Oh, she hoped their breakup would stick. She had divorced Cillian’s father, then briefly moved into his new house; it had taken years before their affair was truly over. You had to really cultivate an ending. To get it to last, you had to kneel and tend to the burial ground, continuously firming your resolution.
This was a bad breakup. A quarter mile from the cottage, under a bright moon, Cillian and the Bog Girl were rolling in the mud, each screaming in a different language. Their screams twined together, their hands reaching for each other; it was during this undoing that they were, at last, truly united as a couple. His flashlight rolled with them, plucking amphibious red and yellow eyes out of the reeds. “It’s over. It’s over. It’s over,” he kept babbling optimistically, out of his mind with fear. Her throat was vibrating against his skin. He could feel the echo of his own terror and sorrow, and again his mind felt overrun by the lapping waves of time. She clutched at the collar of his T-shirt, her body covered in dark mud and cracked stems of bog cotton, blue lichen. At last he felt her grip on him loosen. Her eyes, opaquely glinting in the moonlight, liquid and enormous, far larger than anyone could have guessed before their unlidding, regarded him with what he imagined was a soft surprise, and disappointment. He was not who she’d expected to find when she opened her eyes, either. Now neither teen-ager needed to tell the other that it was over. It simply was—and, without another sound, the Bog Girl let go of Cillian and slipped backward into the bog water. Did she sink? It looked almost as if the water were rising to cover her. Her cranberry hair waved away from her scalp. As he watched, her body itself began to break up.
Straightening from where he was kneeling on the ledge of mud, he brushed peat from his pants. His arms tingled where her grip had suddenly relaxed. The clear rain drenched his clothing. The bog was still bubbling, pieces of her sinking back into the black peat, when he turned on his heel and ran. For the next few days, he would be quakey with relief; he’d felt certain, watching her sink away, that he would never see the Bog Girl again in this life.
But here he was mistaken. In the weeks and years to come, Cillian would find himself alone with her memory, struggling to pay attention to his droning contemporaries in the cramped classroom.
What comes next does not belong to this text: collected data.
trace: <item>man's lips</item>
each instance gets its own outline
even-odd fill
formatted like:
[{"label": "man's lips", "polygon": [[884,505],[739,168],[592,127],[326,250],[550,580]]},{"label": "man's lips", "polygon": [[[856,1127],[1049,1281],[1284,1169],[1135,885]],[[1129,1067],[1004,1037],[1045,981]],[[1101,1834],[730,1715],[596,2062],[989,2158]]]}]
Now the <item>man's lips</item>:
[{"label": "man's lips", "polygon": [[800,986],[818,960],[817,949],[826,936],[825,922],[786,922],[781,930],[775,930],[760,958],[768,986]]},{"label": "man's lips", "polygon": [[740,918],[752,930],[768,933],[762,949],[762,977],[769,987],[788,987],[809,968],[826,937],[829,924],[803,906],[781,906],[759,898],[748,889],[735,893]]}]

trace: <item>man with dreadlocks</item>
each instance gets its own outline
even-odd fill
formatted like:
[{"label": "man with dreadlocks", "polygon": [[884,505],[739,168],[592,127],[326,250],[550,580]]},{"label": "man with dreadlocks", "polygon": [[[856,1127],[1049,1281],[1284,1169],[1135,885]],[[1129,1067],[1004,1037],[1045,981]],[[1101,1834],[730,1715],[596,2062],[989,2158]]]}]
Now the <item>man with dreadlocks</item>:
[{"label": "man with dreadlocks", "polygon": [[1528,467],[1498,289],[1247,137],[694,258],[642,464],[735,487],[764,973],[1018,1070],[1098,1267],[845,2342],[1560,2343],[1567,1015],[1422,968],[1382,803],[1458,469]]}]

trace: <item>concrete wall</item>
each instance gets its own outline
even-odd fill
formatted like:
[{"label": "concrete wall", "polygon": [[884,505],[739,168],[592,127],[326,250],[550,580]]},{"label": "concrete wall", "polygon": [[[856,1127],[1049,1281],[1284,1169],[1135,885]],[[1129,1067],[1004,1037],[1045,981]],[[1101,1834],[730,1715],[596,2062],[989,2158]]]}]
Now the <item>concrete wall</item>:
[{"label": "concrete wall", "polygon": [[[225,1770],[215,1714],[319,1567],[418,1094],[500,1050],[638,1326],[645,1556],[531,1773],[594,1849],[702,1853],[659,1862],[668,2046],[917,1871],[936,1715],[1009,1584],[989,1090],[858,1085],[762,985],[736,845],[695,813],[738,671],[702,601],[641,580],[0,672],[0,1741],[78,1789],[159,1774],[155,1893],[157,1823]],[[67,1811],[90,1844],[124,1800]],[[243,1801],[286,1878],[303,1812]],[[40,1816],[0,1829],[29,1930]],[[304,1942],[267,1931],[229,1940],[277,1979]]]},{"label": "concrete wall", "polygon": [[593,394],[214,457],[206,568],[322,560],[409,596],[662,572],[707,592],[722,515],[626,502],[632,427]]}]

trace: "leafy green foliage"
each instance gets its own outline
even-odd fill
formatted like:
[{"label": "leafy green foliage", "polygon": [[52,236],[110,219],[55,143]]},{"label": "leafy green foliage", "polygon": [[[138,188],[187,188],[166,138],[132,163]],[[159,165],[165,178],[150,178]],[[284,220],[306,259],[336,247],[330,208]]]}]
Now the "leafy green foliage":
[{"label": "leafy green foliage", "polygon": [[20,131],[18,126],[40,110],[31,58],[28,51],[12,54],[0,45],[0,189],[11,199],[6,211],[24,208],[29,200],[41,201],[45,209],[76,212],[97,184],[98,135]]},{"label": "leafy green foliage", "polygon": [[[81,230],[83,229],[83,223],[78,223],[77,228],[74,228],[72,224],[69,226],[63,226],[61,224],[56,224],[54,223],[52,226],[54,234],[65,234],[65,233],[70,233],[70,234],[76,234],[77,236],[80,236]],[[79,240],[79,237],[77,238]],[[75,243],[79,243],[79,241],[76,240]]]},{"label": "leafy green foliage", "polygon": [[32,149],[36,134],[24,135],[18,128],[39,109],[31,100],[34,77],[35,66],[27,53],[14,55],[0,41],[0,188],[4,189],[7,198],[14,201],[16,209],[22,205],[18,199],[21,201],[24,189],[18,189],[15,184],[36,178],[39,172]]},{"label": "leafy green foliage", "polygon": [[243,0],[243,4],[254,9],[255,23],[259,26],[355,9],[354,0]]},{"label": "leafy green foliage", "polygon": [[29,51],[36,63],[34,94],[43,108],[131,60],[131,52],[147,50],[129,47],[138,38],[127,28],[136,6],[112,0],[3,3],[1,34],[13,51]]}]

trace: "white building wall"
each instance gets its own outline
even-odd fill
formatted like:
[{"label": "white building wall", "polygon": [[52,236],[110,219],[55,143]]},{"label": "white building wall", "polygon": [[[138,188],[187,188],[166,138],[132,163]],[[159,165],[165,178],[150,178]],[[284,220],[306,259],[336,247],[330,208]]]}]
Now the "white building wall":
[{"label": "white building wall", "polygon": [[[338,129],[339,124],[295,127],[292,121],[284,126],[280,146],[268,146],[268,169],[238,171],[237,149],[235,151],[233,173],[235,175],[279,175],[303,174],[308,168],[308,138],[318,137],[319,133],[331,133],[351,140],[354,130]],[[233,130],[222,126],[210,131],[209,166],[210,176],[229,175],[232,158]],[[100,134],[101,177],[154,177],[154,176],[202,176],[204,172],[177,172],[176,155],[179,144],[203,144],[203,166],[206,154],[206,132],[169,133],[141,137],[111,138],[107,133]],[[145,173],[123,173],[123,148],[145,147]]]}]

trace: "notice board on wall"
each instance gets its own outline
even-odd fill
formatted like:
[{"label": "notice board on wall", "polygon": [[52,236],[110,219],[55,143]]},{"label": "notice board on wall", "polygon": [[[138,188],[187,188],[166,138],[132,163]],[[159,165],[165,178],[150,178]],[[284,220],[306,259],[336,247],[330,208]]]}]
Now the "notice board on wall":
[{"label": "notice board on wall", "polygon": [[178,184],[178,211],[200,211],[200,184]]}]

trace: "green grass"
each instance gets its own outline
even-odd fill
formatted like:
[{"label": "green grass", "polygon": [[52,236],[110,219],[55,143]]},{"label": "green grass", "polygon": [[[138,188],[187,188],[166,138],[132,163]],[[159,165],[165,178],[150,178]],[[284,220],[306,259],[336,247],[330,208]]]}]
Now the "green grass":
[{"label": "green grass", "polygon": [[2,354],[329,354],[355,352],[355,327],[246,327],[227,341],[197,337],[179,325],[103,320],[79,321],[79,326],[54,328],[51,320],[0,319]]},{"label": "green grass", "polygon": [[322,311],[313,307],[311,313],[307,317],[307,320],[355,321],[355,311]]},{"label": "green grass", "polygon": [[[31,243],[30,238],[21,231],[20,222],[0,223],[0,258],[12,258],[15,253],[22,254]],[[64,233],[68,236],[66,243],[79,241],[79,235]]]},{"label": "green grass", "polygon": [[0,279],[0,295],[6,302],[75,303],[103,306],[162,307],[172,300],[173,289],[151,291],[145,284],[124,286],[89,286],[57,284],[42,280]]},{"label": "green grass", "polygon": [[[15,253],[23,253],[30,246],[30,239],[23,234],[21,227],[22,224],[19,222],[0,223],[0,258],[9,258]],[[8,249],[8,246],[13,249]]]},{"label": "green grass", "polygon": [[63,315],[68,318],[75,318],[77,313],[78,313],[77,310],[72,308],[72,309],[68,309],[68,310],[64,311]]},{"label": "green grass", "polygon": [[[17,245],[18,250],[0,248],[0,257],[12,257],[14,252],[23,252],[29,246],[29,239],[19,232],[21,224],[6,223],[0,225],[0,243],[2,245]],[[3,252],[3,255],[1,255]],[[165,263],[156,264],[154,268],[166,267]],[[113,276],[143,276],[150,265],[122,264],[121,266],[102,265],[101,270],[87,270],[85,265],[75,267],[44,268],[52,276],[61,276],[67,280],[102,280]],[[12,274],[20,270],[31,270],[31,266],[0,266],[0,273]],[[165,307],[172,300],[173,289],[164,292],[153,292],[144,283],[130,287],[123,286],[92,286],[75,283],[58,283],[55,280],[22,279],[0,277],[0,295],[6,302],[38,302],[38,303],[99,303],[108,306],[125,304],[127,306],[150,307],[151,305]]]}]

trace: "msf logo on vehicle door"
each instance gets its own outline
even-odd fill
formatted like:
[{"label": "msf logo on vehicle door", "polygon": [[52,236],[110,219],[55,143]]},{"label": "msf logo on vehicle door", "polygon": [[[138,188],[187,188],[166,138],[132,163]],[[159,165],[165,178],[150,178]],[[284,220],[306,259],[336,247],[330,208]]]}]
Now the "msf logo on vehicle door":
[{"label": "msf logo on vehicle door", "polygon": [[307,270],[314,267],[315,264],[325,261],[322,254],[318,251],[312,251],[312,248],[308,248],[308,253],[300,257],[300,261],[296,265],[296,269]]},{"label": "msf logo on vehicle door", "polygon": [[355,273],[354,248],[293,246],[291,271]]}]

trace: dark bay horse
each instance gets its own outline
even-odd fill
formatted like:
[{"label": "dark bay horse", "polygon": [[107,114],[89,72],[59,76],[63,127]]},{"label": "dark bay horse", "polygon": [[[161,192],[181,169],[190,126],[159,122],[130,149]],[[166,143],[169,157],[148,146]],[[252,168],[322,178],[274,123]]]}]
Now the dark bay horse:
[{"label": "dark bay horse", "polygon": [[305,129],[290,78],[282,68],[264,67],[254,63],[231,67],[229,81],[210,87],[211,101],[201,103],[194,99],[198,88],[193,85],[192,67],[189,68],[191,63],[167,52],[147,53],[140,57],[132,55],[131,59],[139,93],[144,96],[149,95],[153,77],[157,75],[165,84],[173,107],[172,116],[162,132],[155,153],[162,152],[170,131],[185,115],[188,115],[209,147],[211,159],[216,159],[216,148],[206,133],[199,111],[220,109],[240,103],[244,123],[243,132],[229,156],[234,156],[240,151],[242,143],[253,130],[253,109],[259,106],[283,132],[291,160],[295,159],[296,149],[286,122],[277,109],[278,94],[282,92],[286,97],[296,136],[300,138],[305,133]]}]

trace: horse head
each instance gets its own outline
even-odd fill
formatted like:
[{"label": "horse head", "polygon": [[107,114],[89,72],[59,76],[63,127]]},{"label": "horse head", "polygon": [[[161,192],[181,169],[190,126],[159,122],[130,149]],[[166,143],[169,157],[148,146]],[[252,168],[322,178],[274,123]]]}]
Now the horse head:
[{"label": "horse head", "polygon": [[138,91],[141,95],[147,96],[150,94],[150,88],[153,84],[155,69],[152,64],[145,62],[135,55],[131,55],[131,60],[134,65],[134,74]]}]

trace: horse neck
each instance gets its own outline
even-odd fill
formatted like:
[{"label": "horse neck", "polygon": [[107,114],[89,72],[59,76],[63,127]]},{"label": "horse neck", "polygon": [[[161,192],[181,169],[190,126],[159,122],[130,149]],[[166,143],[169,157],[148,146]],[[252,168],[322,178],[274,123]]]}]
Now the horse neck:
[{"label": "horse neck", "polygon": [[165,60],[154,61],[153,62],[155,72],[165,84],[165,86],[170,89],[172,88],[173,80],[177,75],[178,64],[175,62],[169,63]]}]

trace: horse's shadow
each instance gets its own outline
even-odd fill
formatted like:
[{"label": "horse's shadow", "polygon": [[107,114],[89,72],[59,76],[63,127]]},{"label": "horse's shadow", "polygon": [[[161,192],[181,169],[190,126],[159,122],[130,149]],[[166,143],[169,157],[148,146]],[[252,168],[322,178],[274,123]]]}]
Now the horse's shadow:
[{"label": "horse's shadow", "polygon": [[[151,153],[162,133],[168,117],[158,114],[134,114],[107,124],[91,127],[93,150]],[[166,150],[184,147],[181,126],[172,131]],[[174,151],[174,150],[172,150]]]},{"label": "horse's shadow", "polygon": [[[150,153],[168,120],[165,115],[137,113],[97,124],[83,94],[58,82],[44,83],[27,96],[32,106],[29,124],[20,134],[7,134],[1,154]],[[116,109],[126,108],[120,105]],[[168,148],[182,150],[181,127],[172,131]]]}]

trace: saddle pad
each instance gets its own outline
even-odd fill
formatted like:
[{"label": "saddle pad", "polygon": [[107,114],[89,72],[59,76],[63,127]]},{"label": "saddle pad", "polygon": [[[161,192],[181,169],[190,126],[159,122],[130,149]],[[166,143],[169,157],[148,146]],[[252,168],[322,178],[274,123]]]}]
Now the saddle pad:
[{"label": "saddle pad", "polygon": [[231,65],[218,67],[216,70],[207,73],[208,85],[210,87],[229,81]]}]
How often would he retrace his steps, wandering right back to the lip of the bog, peering in? Each dusk, with their primitive eloquence, the air-galloping insects continue to speak the million syllables of her name.
“Ma! Ma! Ma!” That night, Cillian came roaring out of the dark, pistoning his knees as he ran for the light, for his home at the edge of the boglands. “Who was that?”